There's still a question of how workable e-readers are as a solution for readers in need of larger font sizes. While Hachette's Goff says "the ability to effortlessly bump up font sizes" has been a new challenge, he thinks the large-print format will remain viable as the population of baby boomers and seniors continues to swell. That's a point worth making, as statistics from the Administration on Aging show that in 2009 there were 39.6 million people 65 or older in the U.S., a number that will jump to 72.1 million by 2030.
"If you enlarge the type on a Kindle to 16 point, you'll only get three to four words per line, which is certainly not conducive to an enjoyable reading experience," says Center Point's Hull. "Though it's true that seniors are purchasing digital readers, most still prefer to read the bound paper editions."
But Severn House's Buckhalter predicts that the computer literacy of younger boomers, along with advances in medical science that will help preserve vision, means that many will have "no problem adapting to an e-reader for their large-print needs and preferences." As a result, he worries that senior citizens unable to adapt to the new technology will face a market with fewer large-print titles available. He also questions how much longer there will be actual printed versions of large print.
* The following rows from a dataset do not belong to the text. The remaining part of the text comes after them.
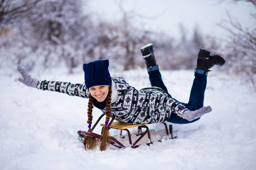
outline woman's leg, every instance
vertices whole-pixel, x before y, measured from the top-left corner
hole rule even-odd
[[[154,56],[153,44],[150,43],[141,48],[141,52],[145,61],[147,73],[152,87],[158,87],[168,93],[159,71],[158,65]]]
[[[201,73],[203,73],[203,74]],[[195,110],[202,108],[204,105],[207,78],[207,75],[205,75],[204,72],[202,73],[200,70],[196,69],[195,79],[190,93],[189,101],[187,104],[180,103],[191,110]],[[200,118],[189,121],[178,116],[177,114],[172,113],[167,121],[174,124],[185,124],[194,122],[199,119]]]
[[[215,65],[222,66],[225,62],[225,60],[221,56],[214,54],[210,55],[210,52],[204,49],[200,50],[189,100],[188,104],[181,103],[191,110],[199,109],[204,105],[204,92],[209,69]],[[188,121],[172,113],[167,121],[175,124],[189,124],[199,120],[199,118],[192,121]]]

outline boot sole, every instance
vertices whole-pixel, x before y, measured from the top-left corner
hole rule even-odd
[[[214,56],[210,56],[208,58],[208,60],[214,60],[216,61],[216,62],[215,62],[215,64],[218,66],[223,66],[225,63],[226,62],[226,61],[224,60],[224,58],[223,58],[222,57],[221,57],[220,56],[217,56],[217,55],[214,55]]]

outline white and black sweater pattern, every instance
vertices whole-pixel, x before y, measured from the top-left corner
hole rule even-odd
[[[121,122],[147,124],[164,122],[171,112],[181,117],[188,110],[183,105],[171,98],[163,90],[149,87],[139,91],[129,85],[122,78],[112,78],[117,89],[118,99],[111,104],[111,112]],[[39,80],[37,88],[88,98],[85,84]],[[102,110],[105,111],[105,109]]]

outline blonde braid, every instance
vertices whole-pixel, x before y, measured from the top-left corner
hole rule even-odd
[[[105,112],[105,114],[106,114],[106,122],[105,124],[105,125],[103,128],[102,134],[101,134],[101,137],[100,139],[100,141],[101,142],[101,146],[100,146],[100,149],[101,151],[105,150],[110,143],[110,137],[109,131],[109,128],[108,128],[108,124],[109,123],[110,117],[112,116],[110,111],[112,94],[112,90],[111,88],[111,86],[109,86],[109,94],[108,95],[107,100],[106,101],[106,112]]]
[[[90,127],[92,126],[92,121],[93,118],[92,116],[92,109],[93,108],[93,97],[90,94],[89,95],[89,102],[88,102],[88,109],[87,113],[88,114],[88,120],[87,121],[87,122],[89,124],[88,128],[89,132],[92,132],[92,129]],[[90,137],[90,136],[85,136],[84,137],[84,139],[83,141],[84,147],[85,150],[92,150],[95,148],[96,146],[96,139],[94,137]]]

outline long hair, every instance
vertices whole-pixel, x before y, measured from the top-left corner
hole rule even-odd
[[[105,150],[109,146],[110,143],[110,135],[109,128],[108,128],[108,124],[109,121],[110,117],[112,116],[110,111],[110,107],[111,107],[111,95],[112,94],[112,90],[111,88],[111,86],[109,87],[109,93],[108,94],[108,96],[106,97],[106,112],[105,114],[106,114],[106,121],[105,125],[103,128],[102,133],[101,134],[101,137],[100,138],[100,141],[101,142],[101,145],[100,146],[100,149],[101,151]],[[88,102],[88,120],[87,122],[89,124],[88,128],[89,132],[92,132],[92,130],[90,128],[92,126],[92,121],[93,118],[92,116],[92,109],[93,108],[93,97],[90,94],[89,95],[89,102]],[[91,150],[95,148],[97,144],[97,141],[95,138],[90,137],[90,136],[85,136],[83,141],[85,150]]]

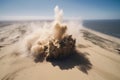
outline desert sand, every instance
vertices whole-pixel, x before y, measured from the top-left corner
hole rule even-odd
[[[77,54],[41,62],[19,54],[18,43],[31,32],[23,24],[0,28],[0,80],[120,80],[119,39],[83,28]]]

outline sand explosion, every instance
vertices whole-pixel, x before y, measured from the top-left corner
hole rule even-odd
[[[63,10],[54,9],[55,21],[49,30],[42,29],[26,39],[27,50],[36,58],[62,58],[73,53],[76,40],[66,33],[67,26],[62,24]]]

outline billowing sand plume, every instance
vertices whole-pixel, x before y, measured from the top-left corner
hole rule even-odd
[[[76,40],[66,33],[67,26],[62,24],[63,11],[55,7],[53,27],[42,28],[26,39],[27,50],[34,56],[61,58],[73,53]]]

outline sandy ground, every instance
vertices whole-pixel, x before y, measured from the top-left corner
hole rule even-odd
[[[18,31],[0,29],[0,80],[120,80],[120,52],[116,50],[120,47],[119,39],[111,37],[112,41],[84,29],[76,45],[78,54],[57,61],[36,62],[16,53],[19,48],[14,46],[30,31],[23,27],[15,29]]]

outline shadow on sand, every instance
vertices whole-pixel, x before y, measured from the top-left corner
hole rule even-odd
[[[74,54],[62,58],[62,59],[47,59],[47,61],[51,62],[53,66],[59,66],[61,70],[68,70],[74,67],[77,67],[83,73],[88,74],[88,70],[92,68],[92,64],[89,59],[86,57],[89,55],[88,53],[81,53],[75,51]]]

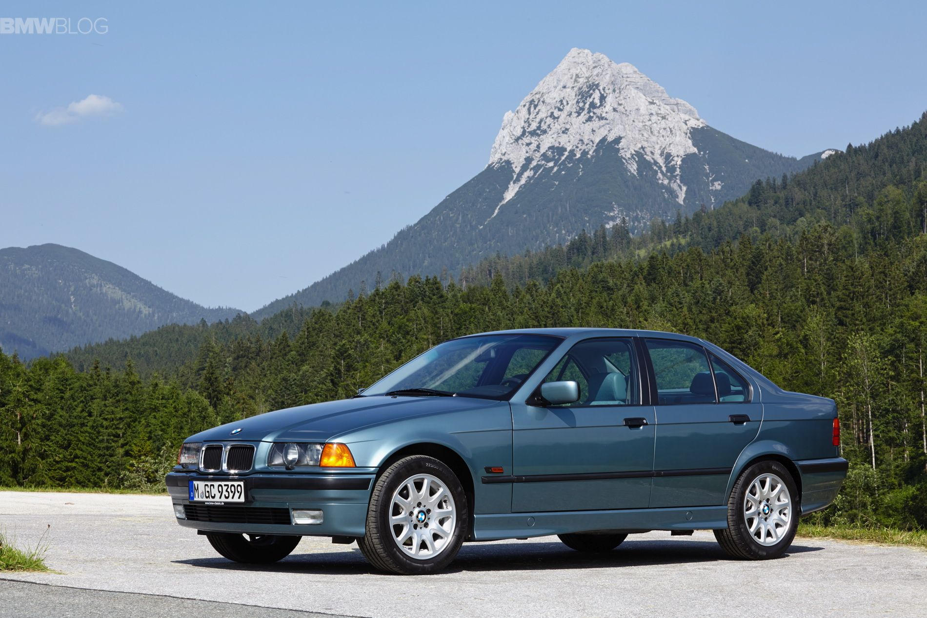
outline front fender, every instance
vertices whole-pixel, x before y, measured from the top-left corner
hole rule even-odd
[[[508,402],[390,421],[345,432],[334,442],[347,444],[359,467],[379,469],[393,455],[416,445],[436,445],[457,454],[473,483],[475,513],[509,512],[512,488],[483,485],[487,467],[512,470],[512,412]]]

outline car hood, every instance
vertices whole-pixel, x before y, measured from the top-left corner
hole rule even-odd
[[[500,403],[459,397],[361,397],[259,414],[208,429],[186,441],[325,442],[339,434],[373,424]]]

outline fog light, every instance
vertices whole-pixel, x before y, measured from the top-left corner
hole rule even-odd
[[[294,523],[308,523],[310,525],[316,525],[318,523],[322,523],[324,519],[324,514],[321,511],[293,510]]]

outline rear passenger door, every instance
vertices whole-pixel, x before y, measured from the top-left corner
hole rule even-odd
[[[762,407],[749,383],[702,346],[644,339],[656,402],[650,506],[717,506],[731,469],[756,436]]]

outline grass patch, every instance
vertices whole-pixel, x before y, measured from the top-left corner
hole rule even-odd
[[[857,528],[849,525],[816,525],[802,523],[799,536],[811,538],[839,538],[844,541],[861,541],[882,545],[905,545],[927,549],[927,531],[894,530],[892,528]]]
[[[57,494],[135,494],[141,496],[168,495],[168,488],[166,486],[162,486],[158,490],[142,491],[141,489],[117,489],[114,487],[20,487],[0,486],[0,491],[39,491]]]
[[[45,528],[34,548],[19,549],[12,545],[6,534],[0,533],[0,573],[4,571],[50,571],[45,566],[44,555],[48,550],[45,536],[51,526]]]

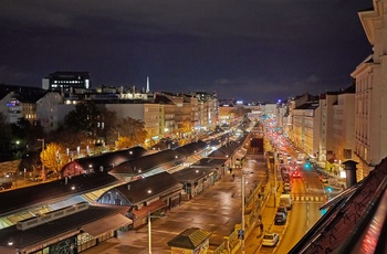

"A very depressing three to five years, probably fewer, if my crystal ball is still accurate and does not need rebooting or upgrades installing," Buckhalter observes. Whether the situation proves that dire, publishers in this area will have to keep a close watch on e-reader developments. After all, that younger audience testing the large-print waters may be even quicker to adopt such solutions.
Youth services library consultant Burns has already seen this happen: "I've talked to some parents who, because of the difficulty in finding large-print books, are turning to e-readers for their children that allow the reader to increase the font."
Still, most large-print publishers don't forecast a bleak future. Perhaps unsurprising given its focus on multiple formats and reader empowerment, RHYW even puts the new digital options into a more positive context. Says Grebien-Samkow, "All formats have a place in the market and all can exist side by side."